Neyse, İzmir Modeli Çalışmalarına dönecek olursak tam olarak “İzmir için demokratik belediyecilik modeli önerisi” olarak tanımlanıyor ve dört temel ilkesi olarak; yaşam kalitesi, katılımcılık, yenilikçilik ve sürdürebilirlik sıralanıyor. İlhan Tekeli’nin Sorularla İzmir Modeli kitabı bu ilkeleri ayrıntılı olarak açıklıyor. İzmir Modeli Çalışmaları’nda ise çoğu akademisyen, onlarca kişinin hazırladığı raporlar yer alıyor. Zaten bu raporlara dayanılarak İzmir modeli oluşturulmuş. Görüşlerine ister katılın, ister katılmayın ama bu raporlar bir belediyenin nasıl olması gerektiği konusunda çok ciddi çalışmalar, her belediye bunu yapmalı. Yani bu çalışmalar, belediyecilik yöntemi olarak çok önemli.
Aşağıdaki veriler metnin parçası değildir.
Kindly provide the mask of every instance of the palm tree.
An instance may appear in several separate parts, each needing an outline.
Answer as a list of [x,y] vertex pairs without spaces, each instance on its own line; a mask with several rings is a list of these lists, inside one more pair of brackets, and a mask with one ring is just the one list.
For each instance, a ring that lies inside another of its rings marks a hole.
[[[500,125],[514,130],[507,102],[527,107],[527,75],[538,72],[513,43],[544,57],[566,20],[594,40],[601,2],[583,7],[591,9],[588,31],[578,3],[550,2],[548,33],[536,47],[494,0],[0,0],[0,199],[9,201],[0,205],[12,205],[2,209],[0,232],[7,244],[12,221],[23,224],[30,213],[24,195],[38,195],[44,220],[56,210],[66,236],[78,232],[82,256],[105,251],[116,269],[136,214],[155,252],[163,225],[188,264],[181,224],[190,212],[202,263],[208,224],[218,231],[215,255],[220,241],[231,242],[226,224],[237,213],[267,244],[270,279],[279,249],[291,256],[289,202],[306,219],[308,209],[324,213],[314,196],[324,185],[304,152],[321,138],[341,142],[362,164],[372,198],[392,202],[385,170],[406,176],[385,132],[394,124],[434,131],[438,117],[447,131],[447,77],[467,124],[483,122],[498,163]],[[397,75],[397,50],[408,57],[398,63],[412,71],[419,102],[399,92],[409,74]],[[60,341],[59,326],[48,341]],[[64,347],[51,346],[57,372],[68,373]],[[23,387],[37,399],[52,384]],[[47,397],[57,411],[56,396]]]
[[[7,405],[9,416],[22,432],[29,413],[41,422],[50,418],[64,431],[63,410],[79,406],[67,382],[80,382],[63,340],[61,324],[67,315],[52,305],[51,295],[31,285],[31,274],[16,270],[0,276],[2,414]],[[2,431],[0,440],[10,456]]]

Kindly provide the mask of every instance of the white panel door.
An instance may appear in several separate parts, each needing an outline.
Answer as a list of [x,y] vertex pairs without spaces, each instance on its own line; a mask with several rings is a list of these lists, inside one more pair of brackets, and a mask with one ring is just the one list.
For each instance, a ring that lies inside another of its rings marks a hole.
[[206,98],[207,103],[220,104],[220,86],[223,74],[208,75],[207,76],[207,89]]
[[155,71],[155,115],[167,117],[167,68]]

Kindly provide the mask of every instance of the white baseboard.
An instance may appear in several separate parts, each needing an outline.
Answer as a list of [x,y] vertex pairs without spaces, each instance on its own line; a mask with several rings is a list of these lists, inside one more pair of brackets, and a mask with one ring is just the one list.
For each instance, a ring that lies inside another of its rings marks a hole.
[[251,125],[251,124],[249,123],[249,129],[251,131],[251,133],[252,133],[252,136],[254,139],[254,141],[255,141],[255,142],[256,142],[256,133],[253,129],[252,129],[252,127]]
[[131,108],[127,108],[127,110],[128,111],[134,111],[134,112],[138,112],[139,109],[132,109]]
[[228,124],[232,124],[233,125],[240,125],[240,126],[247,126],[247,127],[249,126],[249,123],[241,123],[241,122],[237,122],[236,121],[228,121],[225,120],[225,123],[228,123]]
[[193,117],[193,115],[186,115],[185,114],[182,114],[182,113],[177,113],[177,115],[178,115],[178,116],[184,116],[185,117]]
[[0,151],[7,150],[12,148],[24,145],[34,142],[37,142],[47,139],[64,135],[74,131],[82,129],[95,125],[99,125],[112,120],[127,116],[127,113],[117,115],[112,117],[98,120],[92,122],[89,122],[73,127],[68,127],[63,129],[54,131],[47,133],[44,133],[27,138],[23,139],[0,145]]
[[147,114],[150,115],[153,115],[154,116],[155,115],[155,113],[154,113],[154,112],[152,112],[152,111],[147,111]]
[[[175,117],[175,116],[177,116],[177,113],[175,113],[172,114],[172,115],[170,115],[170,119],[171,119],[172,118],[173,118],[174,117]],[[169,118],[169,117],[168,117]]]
Elbette bundan da önemli olan ideoloji; belediyeye, daha doğrusu dünyaya nasıl baktığınız işin esasını oluşturur. Bunu bir kenara bırakıyorum. Bir diğer sorun da çalışmaların Kocaoğlu döneminin sonuna doğru yapılmış olması! Yani 2004’ten beri İzmir bir biçimde yönetilmiş, sonra bu dönem incelenerek teorik bütünsel bir çerçeveye oturtulmaya çalışılmış; yani biraz zorlama olmuş. İlhan Tekeli’nin diğer kitabı İzmir Belediyeciliğinde 2004-2018 Döneminin Öyküsü’nde bu durum daha belirgin hale geliyor. Ancak ne olursa olsun, ister İzmir hakkında ayrıntılı bilgilere ulaşmak için ister genel anlamda belediyecilik konusunda bilgilenmek için olsun, bütün bu kitaplar el altında bulundurulmalı. Özellikle de yerel seçimler öncesi okunmasında yarar var. İzmir Körfezi ile ilgili sorunların tartışıldığı sempozyum bildirilerinden oluşan kitap da bu çerçevede değerlendirilmeli.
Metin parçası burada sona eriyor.